Basis sets¶
vibe-qc ships two categories of Gaussian basis sets:
Standard molecular bases — the 90 Pople, Dunning, def2, Sapporo, ANO, and core-valence sets bundled with libint. Accessed by the standard name (
"sto-3g","6-31g*","cc-pvdz","def2-tzvp", …).pob-* basis sets from the Peintinger-Vilela-Oliveira-Bredow family — triple- and double-zeta bases designed to avoid the small-exponent linear-dependency problem that afflicts standard molecular bases in periodic calculations. Accessed by the names
"pob-tzvp","pob-tzvp-rev2", and"pob-dzvp-rev2".
Using a basis set¶
from vibeqc import BasisSet
basis = BasisSet(mol, "pob-tzvp")
print(basis.nbasis()) # number of basis functions
pob-* basis sets in detail¶
The pob-* sets were designed around the CRYSTAL code’s requirements for solid-state calculations.
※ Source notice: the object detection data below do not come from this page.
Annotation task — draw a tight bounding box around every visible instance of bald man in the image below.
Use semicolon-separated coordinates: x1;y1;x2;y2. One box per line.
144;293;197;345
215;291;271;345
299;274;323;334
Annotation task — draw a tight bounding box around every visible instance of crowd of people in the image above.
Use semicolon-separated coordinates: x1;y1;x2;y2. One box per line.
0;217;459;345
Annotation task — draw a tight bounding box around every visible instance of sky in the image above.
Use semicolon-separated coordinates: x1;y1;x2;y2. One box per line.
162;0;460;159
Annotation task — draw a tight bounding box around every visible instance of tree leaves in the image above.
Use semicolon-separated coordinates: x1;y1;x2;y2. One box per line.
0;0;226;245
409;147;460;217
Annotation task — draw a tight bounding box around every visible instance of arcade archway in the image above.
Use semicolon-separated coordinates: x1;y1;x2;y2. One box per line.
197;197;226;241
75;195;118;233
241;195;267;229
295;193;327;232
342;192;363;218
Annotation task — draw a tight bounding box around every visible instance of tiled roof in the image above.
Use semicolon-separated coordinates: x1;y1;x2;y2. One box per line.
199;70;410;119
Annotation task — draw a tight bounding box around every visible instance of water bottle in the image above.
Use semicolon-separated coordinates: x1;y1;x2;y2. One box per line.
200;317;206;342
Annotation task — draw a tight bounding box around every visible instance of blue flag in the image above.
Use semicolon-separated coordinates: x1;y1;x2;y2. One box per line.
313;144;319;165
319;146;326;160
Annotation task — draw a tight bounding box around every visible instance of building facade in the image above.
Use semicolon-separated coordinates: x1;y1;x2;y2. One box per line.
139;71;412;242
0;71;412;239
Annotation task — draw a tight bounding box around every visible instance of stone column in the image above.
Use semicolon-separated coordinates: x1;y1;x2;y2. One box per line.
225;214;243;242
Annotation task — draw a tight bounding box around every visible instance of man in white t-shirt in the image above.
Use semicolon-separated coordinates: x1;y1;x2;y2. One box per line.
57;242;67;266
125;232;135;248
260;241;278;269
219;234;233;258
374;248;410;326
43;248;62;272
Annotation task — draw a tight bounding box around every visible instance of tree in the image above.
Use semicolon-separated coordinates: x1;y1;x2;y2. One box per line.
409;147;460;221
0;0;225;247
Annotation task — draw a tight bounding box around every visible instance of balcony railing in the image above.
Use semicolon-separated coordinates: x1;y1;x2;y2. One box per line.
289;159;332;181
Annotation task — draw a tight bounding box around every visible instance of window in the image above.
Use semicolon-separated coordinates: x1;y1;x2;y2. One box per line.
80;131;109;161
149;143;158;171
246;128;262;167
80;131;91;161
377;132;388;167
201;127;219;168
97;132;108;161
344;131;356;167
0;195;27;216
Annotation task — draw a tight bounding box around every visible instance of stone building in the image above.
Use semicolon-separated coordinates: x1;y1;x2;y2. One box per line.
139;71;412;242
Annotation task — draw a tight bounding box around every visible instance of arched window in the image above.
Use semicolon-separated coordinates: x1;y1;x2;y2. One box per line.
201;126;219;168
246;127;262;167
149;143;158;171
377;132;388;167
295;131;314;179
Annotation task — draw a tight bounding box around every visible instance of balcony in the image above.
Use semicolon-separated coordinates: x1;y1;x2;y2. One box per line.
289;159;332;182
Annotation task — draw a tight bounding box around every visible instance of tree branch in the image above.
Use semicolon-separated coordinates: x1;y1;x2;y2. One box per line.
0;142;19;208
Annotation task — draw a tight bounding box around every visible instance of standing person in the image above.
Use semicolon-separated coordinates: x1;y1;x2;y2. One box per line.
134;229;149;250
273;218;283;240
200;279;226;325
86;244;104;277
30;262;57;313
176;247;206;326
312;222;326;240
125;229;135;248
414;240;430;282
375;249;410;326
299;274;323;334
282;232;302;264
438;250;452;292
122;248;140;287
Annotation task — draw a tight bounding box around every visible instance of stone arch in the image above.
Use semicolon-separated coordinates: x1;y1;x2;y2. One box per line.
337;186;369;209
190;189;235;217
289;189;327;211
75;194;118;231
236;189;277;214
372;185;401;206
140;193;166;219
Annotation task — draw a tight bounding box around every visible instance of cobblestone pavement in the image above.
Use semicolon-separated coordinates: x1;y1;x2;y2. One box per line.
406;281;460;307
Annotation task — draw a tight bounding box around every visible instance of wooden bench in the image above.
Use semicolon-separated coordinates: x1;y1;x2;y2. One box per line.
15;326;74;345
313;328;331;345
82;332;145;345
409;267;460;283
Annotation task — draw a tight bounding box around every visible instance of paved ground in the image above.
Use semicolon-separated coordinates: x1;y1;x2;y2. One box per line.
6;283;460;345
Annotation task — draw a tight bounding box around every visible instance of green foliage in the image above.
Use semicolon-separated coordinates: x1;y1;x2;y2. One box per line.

Standard molecular TZVP bases contain very diffuse functions that, when periodic images overlap across unit cells, produce near-linear-dependent basis sets — SCF convergence suffers or fails outright. The pob family tightens those functions to make them usable in solids.
Coverage¶
Name |
Elements |
Reference |
|---|---|---|
pob-TZVP |
H–Br (32) |
Peintinger, Vilela Oliveira, Bredow, J. Comput. Chem. 34, 451 (2013) |
pob-TZVP-rev2 |
H–Br (32) |
Vilela Oliveira, Laun, Peintinger, Bredow, J. Comput. Chem. 40, 2364 (2019) |
pob-DZVP-rev2 |
subset (19) |
(same as above) |
Heavy elements¶
The pob-* archives for Rb–I (up to Z=53), Cs–Po (to Z=84), and
La–Lu (Z=57–71) require effective core potentials. vibe-qc’s CRYSTAL
parser recognises the ECP blocks in those files but the integral
engine currently handles only all-electron shells. Running one of
these bases raises NotImplementedError until the
libecpint integration lands.
See the roadmap (libecpint lands in v0.4.0).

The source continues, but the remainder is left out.